Mercer lost all interest in what Dr. Marie had been telling him. “What happened?” His voice cracked in the sudden silence.

“Unknown. A civilian research ship heard the mayday and is just reaching the last known position. Preliminary intel from Pacific Command reports the ship hit an iceberg, but they were in tropical waters. I’m betting she was rammed by a submarine coming to the surface or maybe a large cargo container that had washed off a freighter. Her last radio call said the ocean had caught fire. I think a container carrying volatile materials split open when the ship hit it and ignited somehow.”

How do I convince you that the world is about to end?

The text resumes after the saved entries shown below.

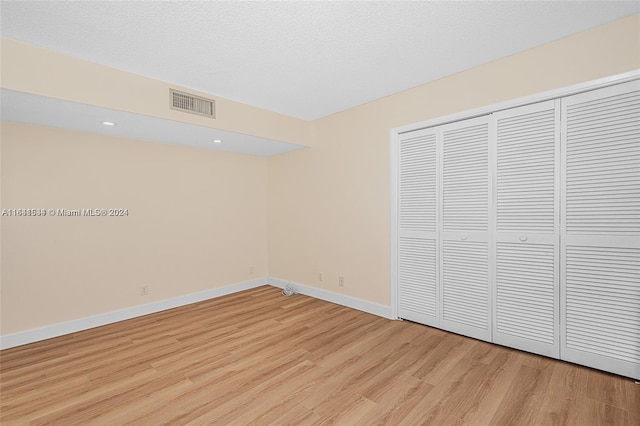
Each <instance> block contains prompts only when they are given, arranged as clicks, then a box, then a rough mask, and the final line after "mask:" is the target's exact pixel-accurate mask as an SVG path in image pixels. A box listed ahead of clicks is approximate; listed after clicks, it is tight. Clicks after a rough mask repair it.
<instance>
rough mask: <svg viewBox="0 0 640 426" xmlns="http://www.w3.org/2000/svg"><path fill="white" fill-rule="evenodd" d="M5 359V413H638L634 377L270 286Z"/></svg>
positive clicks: (3, 362)
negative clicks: (557, 358)
mask: <svg viewBox="0 0 640 426" xmlns="http://www.w3.org/2000/svg"><path fill="white" fill-rule="evenodd" d="M0 362H1V365H0V386H1V387H0V391H1V395H0V400H1V405H0V410H1V412H0V422H1V423H2V425H13V424H34V425H45V424H46V425H80V424H81V425H86V424H98V425H122V424H134V425H161V424H172V425H178V424H192V425H288V424H291V425H315V424H338V425H418V424H433V425H461V424H469V425H485V424H496V425H565V424H567V425H580V426H585V425H599V424H610V425H628V426H637V425H640V385H636V384H634V382H633V381H632V380H631V379H626V378H623V377H619V376H615V375H611V374H607V373H603V372H599V371H596V370H592V369H588V368H584V367H580V366H576V365H572V364H568V363H564V362H561V361H557V360H552V359H548V358H544V357H540V356H536V355H532V354H529V353H525V352H520V351H516V350H512V349H508V348H503V347H500V346H496V345H492V344H489V343H485V342H481V341H478V340H474V339H470V338H466V337H462V336H459V335H456V334H451V333H446V332H444V331H441V330H437V329H433V328H429V327H426V326H423V325H419V324H414V323H411V322H406V321H390V320H386V319H383V318H379V317H376V316H373V315H369V314H366V313H363V312H359V311H356V310H352V309H348V308H344V307H341V306H338V305H334V304H331V303H328V302H324V301H320V300H316V299H312V298H309V297H306V296H302V295H295V296H292V297H288V298H287V297H284V296H282V295H281V294H280V290H278V289H275V288H273V287H267V286H265V287H260V288H257V289H253V290H249V291H245V292H242V293H237V294H233V295H229V296H225V297H222V298H218V299H214V300H210V301H206V302H202V303H197V304H194V305H189V306H185V307H181V308H177V309H173V310H170V311H165V312H161V313H158V314H154V315H148V316H145V317H141V318H136V319H132V320H129V321H124V322H121V323H118V324H112V325H108V326H104V327H100V328H95V329H92V330H87V331H83V332H80V333H75V334H72V335H68V336H62V337H59V338H55V339H50V340H47V341H43V342H38V343H33V344H30V345H25V346H22V347H18V348H13V349H8V350H5V351H2V352H1V353H0Z"/></svg>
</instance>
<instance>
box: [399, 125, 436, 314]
mask: <svg viewBox="0 0 640 426" xmlns="http://www.w3.org/2000/svg"><path fill="white" fill-rule="evenodd" d="M437 137H438V131H437V129H427V130H421V131H415V132H411V133H407V134H404V135H401V136H400V149H399V160H400V167H399V179H398V186H399V188H398V205H399V209H398V224H399V232H398V276H397V280H398V316H399V317H400V318H405V319H408V320H411V321H416V322H420V323H423V324H428V325H432V326H438V311H439V308H438V287H437V284H438V270H437V269H438V268H437V266H438V264H437V261H436V259H437V246H438V240H437V235H438V233H437V218H436V213H437V209H436V203H437V199H438V197H437V195H438V181H439V178H438V167H437V155H436V152H437Z"/></svg>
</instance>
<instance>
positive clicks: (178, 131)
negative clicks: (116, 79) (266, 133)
mask: <svg viewBox="0 0 640 426" xmlns="http://www.w3.org/2000/svg"><path fill="white" fill-rule="evenodd" d="M0 98H1V99H2V102H1V103H0V107H1V109H0V115H1V116H2V119H3V120H5V121H15V122H19V123H28V124H36V125H39V126H48V127H57V128H62V129H68V130H76V131H80V132H89V133H96V134H102V135H109V136H116V137H125V138H133V139H140V140H146V141H152V142H163V143H169V144H175V145H184V146H191V147H196V148H205V149H212V150H216V151H227V152H235V153H239V154H250V155H258V156H264V157H269V156H272V155H277V154H282V153H285V152H289V151H294V150H296V149H300V148H304V147H303V146H302V145H296V144H292V143H287V142H282V141H276V140H273V139H266V138H260V137H256V136H250V135H243V134H240V133H235V132H227V131H224V130H219V129H212V128H210V127H204V126H196V125H193V124H187V123H182V122H179V121H172V120H166V119H162V118H157V117H149V116H145V115H140V114H133V113H130V112H126V111H118V110H114V109H110V108H103V107H98V106H95V105H87V104H81V103H78V102H70V101H65V100H61V99H54V98H49V97H45V96H38V95H33V94H29V93H23V92H18V91H15V90H8V89H0ZM103 121H110V122H113V123H116V125H115V126H105V125H103V124H102V122H103ZM214 139H218V140H220V141H222V142H221V143H219V144H217V143H214V142H213V140H214Z"/></svg>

Again Mercer heard Tisa in his head. Obviously me just blurting it out won’t be enough, so I need to show you some kind of proof. And the only way to make that work is if I gain your trust through incremental steps. Are you with me so far?

This had been late in their conversation. At the time, Mercer still wasn’t sure what to make of the beguiling woman. She seemed rational and totally illogical at the same time. He supposed many mentally ill people sounded the same way. She was trying to convince him, yes, but she didn’t sound as if her world revolved around convincing others of what she believed. Conspiracy addicts needed affirmation to keep themselves from thinking they were nuts. That’s why they fed off each other so much and why the Internet was full of chat rooms concerning the paranormal. But Tisa wasn’t like that. She wanted Mercer to believe her, not because she couldn’t bear him disagreeing. More, it was like she wanted his help and the only way to gain it was to draw him into her world.

Tisa must have known this when she said something unusual was going to happen in the Pacific. By doling out information like breadcrumbs she could convince him to follow the trail to Santorini, where presumably he’d learn another truth, perhaps what she meant by “the world was about to end.” One thing was clear. He had to be involved with the search for the ship if he was to learn anything further.

“There’s another possibility,” he said slowly, looking Ira in the eye. “I held back some information about my escape from the Luxor Hotel. Something rather critical.”

It took fifteen minutes to fill in the details of how Tisa had rescued him, how she appeared to be on the run from her own organization and how she believed the end of the world was coming.

“I’m just as skeptical as you, Ira,” Mercer concluded. “I wouldn’t have even brought this up if too many coincidences hadn’t already fallen into place.” He ticked them off with his fingers. “The cave-in that killed most of your first work crew, which I suspect was Donny Randall’s handiwork, considering his attempt on my life. The fact Tisa knew when the sub re — what was your word? — refocused at Area 51. The gunmen at my hotel. Tisa’s well-timed rescue. And now a navy ship sinks in the Pacific under unusual circumstances.

“There are two ways to read this. Either someone on Dr. Marie’s staff leaked information about their experiment and it somehow fell into the hands of a group that wants to stop it for some reason…” Mercer trailed off.

“Or?” Marie and Lasko said as one.

“Or they detected the sub refocusing, knew the seismic disturbance wasn’t natural and sent a team to investigate. Judging by their organizational sophistication and logistical support, I don’t think this is a new group formed as a result of your work here. They’ve been around for a while, only we’ve never done anything that put us in their sights.”